Additionally, increased insurer responsibility could trigger greater use of utilization management tools such as step therapy or prior authorization. These tools, while cost-controlling, often create administrative burdens and delays for patients attempting to access prescribed medications – delays that patients in single-payer systems face as a matter of routine. 

Beyond Medicare Part D and Affordable Care Act marketplace subsidies, the IRA may contribute to structural distortions in the broader insurance market by altering incentives and increasing federal entanglement in pricing dynamics. While the IRA’s premium subsidies have expanded coverage, they also introduce long-term risks by insulating consumers from the true costs of care and reducing competitive pressure on insurers to control underlying spending. 

By heavily subsidizing premiums across nearly all income brackets, the IRA reduces consumer price sensitivity, meaning enrollees are less likely to shop around based on value, provider networks, or plan quality. This dampens competitive pressure among insurers to offer more efficient plans or negotiate aggressively with providers. Over time, such market insulation could entrench high-cost plans and reduce incentives for innovation in plan design. 

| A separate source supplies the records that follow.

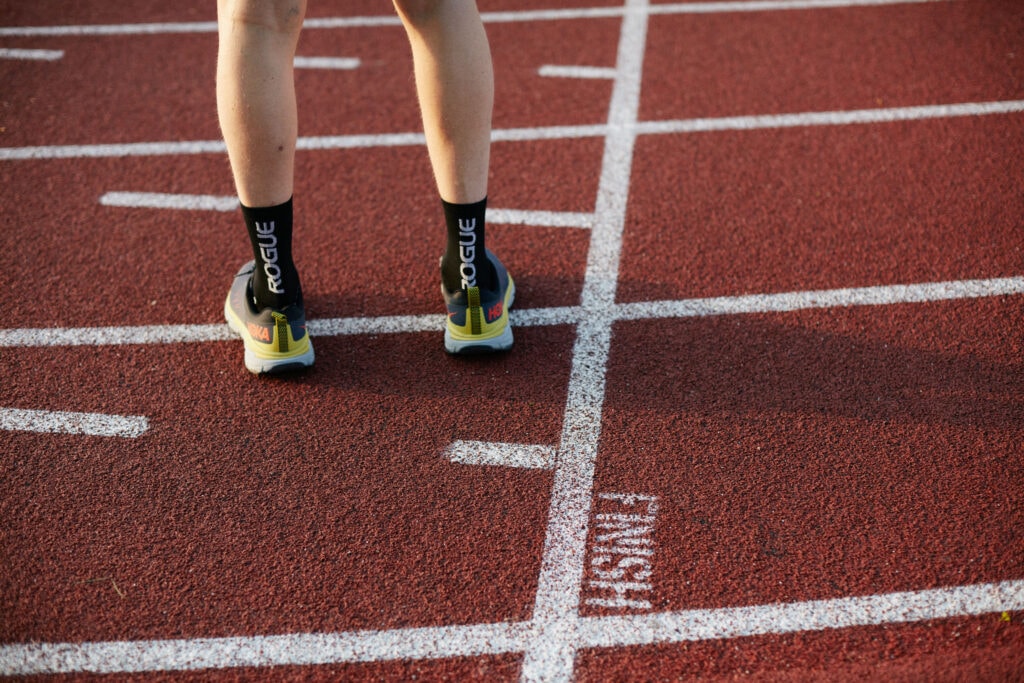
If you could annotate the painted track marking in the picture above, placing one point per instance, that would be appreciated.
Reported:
(586, 632)
(58, 422)
(840, 118)
(555, 71)
(551, 652)
(736, 305)
(35, 55)
(166, 201)
(337, 63)
(488, 17)
(492, 639)
(131, 200)
(502, 455)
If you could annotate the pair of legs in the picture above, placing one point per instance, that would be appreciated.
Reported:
(256, 104)
(256, 93)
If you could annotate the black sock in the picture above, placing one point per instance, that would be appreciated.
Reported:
(465, 262)
(275, 281)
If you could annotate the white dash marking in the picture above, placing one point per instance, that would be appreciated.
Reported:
(568, 71)
(339, 63)
(37, 55)
(89, 424)
(164, 201)
(502, 455)
(541, 218)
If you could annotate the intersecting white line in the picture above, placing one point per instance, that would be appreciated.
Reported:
(840, 118)
(551, 652)
(675, 308)
(502, 638)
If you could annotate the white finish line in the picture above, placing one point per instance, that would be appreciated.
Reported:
(491, 639)
(88, 424)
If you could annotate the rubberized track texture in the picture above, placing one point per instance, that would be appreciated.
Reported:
(764, 414)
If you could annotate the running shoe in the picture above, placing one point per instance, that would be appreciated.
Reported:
(478, 319)
(275, 340)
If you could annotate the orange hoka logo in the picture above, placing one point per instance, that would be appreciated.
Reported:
(259, 333)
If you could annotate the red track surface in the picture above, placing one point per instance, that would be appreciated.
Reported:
(777, 456)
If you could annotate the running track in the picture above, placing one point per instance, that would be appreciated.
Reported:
(764, 416)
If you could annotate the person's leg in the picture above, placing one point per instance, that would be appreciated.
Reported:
(455, 86)
(256, 94)
(257, 112)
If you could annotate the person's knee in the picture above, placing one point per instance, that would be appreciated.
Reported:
(279, 15)
(419, 11)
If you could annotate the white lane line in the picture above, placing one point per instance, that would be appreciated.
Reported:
(491, 639)
(812, 615)
(41, 55)
(89, 424)
(863, 296)
(488, 17)
(339, 63)
(229, 203)
(551, 651)
(555, 71)
(807, 119)
(165, 201)
(840, 118)
(529, 456)
(738, 305)
(297, 649)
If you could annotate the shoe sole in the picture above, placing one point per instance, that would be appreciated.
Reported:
(476, 346)
(259, 364)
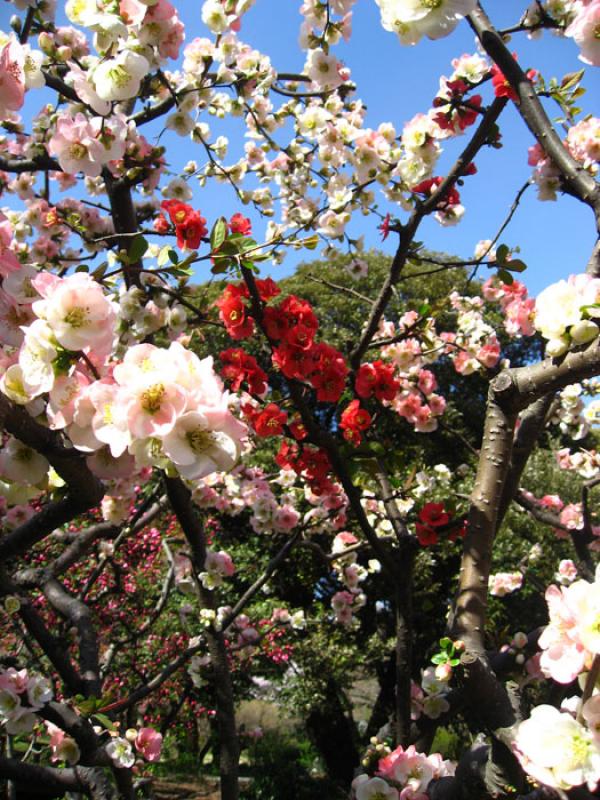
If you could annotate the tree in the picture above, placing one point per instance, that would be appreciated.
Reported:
(123, 447)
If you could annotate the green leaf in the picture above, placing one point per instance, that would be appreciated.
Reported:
(218, 233)
(515, 265)
(137, 248)
(105, 721)
(98, 273)
(163, 255)
(571, 79)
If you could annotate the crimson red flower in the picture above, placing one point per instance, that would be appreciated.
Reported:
(177, 211)
(190, 233)
(234, 313)
(434, 515)
(267, 288)
(161, 224)
(353, 421)
(238, 366)
(298, 430)
(240, 224)
(451, 196)
(426, 535)
(287, 457)
(270, 421)
(502, 87)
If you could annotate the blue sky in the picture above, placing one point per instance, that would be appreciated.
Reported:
(397, 82)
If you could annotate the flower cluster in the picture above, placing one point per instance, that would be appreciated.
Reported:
(22, 694)
(413, 19)
(517, 307)
(429, 698)
(581, 141)
(190, 226)
(571, 640)
(400, 774)
(565, 313)
(559, 751)
(432, 518)
(156, 404)
(217, 565)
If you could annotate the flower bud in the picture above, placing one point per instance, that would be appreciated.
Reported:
(584, 331)
(557, 347)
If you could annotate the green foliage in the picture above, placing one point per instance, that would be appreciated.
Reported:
(284, 766)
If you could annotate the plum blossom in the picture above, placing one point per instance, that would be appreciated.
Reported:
(557, 750)
(323, 69)
(75, 145)
(148, 742)
(63, 747)
(366, 788)
(21, 464)
(560, 310)
(216, 567)
(119, 78)
(78, 312)
(413, 19)
(121, 752)
(12, 76)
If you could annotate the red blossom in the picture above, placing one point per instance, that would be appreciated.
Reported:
(353, 421)
(385, 228)
(240, 224)
(270, 421)
(233, 312)
(161, 224)
(238, 366)
(376, 378)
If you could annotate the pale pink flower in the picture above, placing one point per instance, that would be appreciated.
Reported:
(366, 788)
(12, 77)
(584, 29)
(75, 145)
(556, 750)
(8, 260)
(78, 312)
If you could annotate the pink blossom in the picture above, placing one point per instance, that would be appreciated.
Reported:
(503, 583)
(148, 742)
(584, 29)
(8, 260)
(12, 77)
(75, 146)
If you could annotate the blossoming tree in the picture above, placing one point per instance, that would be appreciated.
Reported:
(111, 421)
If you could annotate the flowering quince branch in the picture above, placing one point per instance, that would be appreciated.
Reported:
(85, 390)
(408, 231)
(576, 179)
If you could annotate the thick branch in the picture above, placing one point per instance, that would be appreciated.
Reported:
(408, 231)
(181, 503)
(579, 182)
(80, 616)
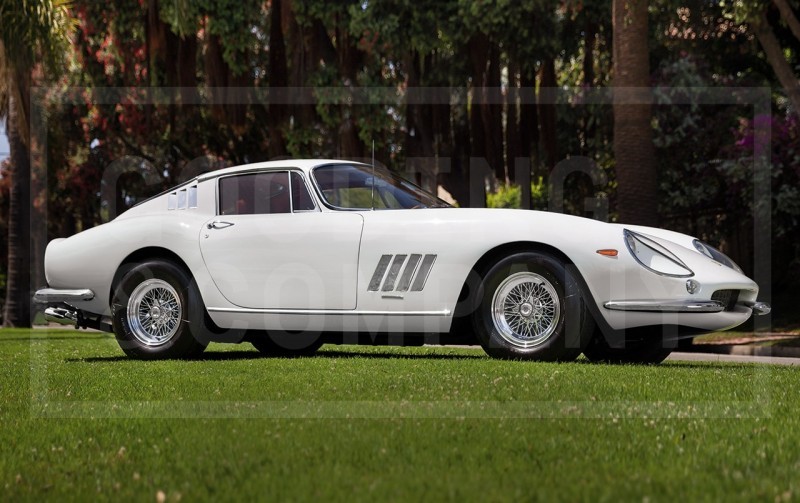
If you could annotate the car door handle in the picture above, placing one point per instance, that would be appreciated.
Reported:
(219, 224)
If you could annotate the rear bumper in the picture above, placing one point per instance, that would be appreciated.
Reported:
(57, 296)
(58, 308)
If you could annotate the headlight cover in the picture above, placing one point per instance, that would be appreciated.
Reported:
(715, 255)
(655, 257)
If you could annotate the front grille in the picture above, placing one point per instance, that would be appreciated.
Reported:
(727, 297)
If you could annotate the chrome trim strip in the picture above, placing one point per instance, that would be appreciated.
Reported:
(408, 272)
(61, 315)
(377, 276)
(397, 263)
(318, 312)
(667, 306)
(47, 295)
(759, 308)
(423, 273)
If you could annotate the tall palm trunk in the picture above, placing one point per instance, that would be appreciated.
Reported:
(633, 134)
(17, 311)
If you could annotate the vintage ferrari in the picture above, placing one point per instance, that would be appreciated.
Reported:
(289, 255)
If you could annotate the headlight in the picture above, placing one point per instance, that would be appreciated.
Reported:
(655, 257)
(715, 255)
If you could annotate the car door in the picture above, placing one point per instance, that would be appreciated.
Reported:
(270, 247)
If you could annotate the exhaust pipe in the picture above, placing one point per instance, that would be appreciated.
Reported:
(61, 315)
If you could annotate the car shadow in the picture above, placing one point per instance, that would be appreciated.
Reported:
(255, 355)
(49, 338)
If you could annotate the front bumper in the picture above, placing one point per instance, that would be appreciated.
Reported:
(681, 306)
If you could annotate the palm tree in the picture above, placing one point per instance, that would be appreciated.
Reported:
(633, 134)
(32, 31)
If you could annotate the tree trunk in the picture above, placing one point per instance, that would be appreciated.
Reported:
(17, 311)
(513, 136)
(637, 186)
(788, 16)
(547, 112)
(777, 61)
(278, 79)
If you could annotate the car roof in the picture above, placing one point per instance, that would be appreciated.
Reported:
(302, 164)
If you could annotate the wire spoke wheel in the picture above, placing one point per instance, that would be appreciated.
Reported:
(154, 312)
(525, 309)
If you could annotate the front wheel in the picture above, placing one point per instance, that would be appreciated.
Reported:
(530, 307)
(153, 306)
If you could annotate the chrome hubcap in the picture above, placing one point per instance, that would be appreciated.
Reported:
(154, 312)
(525, 309)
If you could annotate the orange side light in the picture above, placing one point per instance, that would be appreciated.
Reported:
(608, 253)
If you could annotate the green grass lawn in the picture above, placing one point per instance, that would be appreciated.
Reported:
(78, 420)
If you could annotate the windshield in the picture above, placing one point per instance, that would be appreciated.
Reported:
(352, 187)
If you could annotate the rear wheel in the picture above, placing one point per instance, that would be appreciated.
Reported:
(530, 307)
(152, 312)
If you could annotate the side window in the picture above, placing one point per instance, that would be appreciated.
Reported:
(256, 193)
(301, 199)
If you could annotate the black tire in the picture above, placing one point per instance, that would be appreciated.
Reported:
(286, 344)
(540, 313)
(169, 306)
(642, 351)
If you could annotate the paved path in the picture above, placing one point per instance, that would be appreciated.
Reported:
(709, 357)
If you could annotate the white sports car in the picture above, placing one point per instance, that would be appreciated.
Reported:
(289, 255)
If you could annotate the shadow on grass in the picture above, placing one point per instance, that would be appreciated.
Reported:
(48, 338)
(255, 355)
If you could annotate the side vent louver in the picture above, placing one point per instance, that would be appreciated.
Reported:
(412, 270)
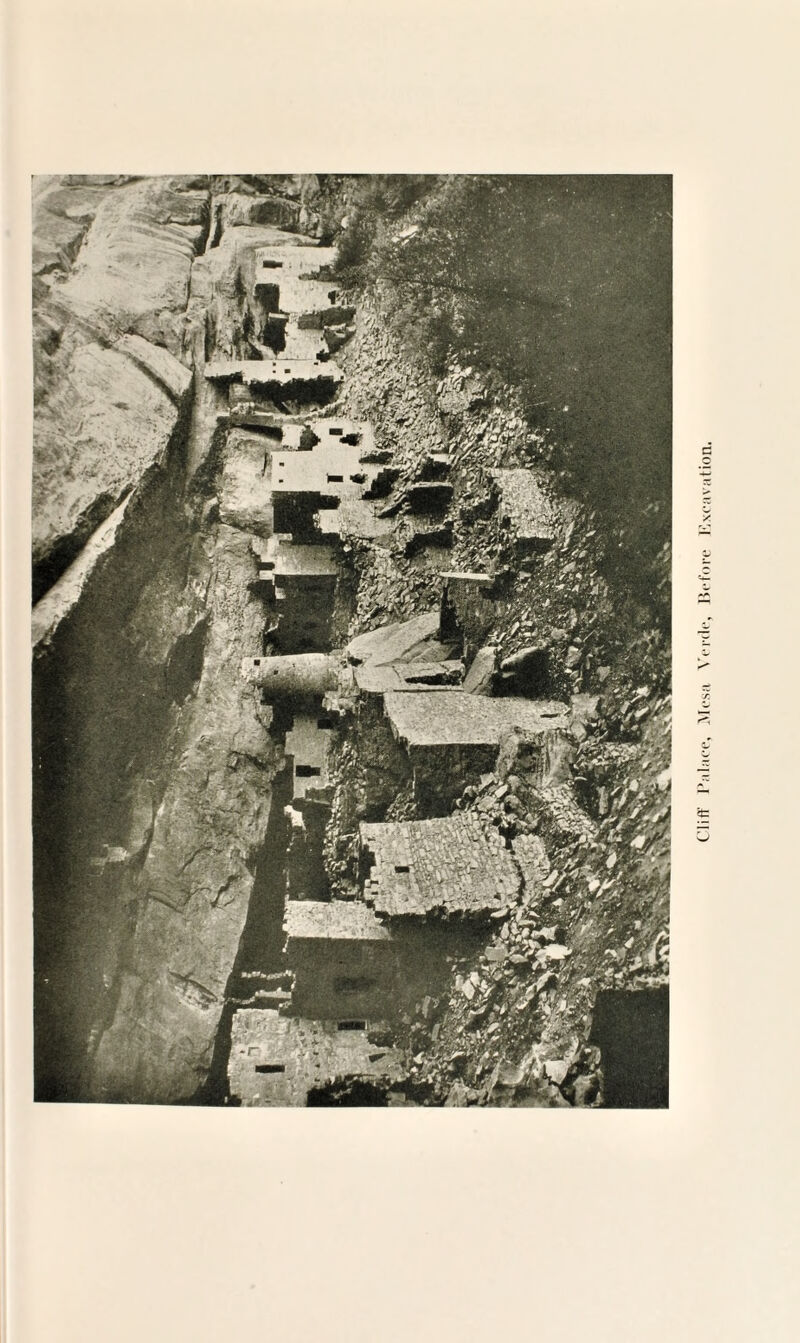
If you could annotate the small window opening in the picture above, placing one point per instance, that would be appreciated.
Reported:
(353, 985)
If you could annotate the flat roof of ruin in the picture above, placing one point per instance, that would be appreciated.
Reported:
(407, 677)
(257, 372)
(293, 560)
(455, 717)
(295, 257)
(447, 865)
(308, 472)
(345, 920)
(353, 517)
(309, 1053)
(481, 579)
(396, 641)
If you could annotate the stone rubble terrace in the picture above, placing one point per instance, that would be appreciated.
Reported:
(447, 865)
(524, 506)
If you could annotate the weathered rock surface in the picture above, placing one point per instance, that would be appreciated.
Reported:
(192, 892)
(113, 263)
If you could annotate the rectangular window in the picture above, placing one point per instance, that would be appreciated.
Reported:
(352, 985)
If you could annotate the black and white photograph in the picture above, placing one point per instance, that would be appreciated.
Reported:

Moreover, the temporary nature of the IRA’s subsidies and Medicare cost-sharing reforms adds volatility to the insurance market. Insurers face difficulty projecting long-term enrollment, risk pools, and policy design in the face of shifting federal mandates. This uncertainty may discourage new entrants or push smaller insurers out of the market entirely, further consolidating power among a few dominant payers and limiting consumer choice. 

There’s also a risk that the IRA’s Medicare reforms could cascade into the commercial market. If drug manufacturers attempt to offset Medicare losses by raising prices in employer-sponsored insurance markets, this could place additional pressure on premiums and employer costs. Small businesses, which already face sharp increases in group insurance premiums, may find themselves squeezed by both rising costs and limited plan flexibility. 

Consequences for Patients 

The combined effects of reduced pharmaceutical innovation, reduced access to new therapies, diminished competition, and rising insurance premiums could have adverse consequences for patients. Fewer new drug approvals will limit treatment options, particularly for rare or complex conditions. Simultaneously, higher insurance premiums could make coverage less affordable, leading some individuals to forgo necessary care. 

Moreover, the IRA’s impact on the pharmaceutical industry may extend beyond Medicare. As manufacturers adjust to new pricing pressures, they may alter their strategies for launching new drugs, potentially delaying or limiting access to innovative therapies in the broader market.  

While the IRA aims to make health care more affordable, its provisions will hinder access to care by discouraging pharmaceutical innovation and contributing to rising insurance premiums, while setting the United States on a path to developing and implementing a single-payer health care system. Key tenets of the IRA – subsidizing health insurance to ensure that beneficiaries aren’t unenrolled from distorted insurance pools; capping insurance premiums and drug prices; empowering the government to force industry participation and market outcomes – are also key tenets of single-payer systems. Policymakers must work to avert these consequences and prevent the United States from creating a single-payer health care system.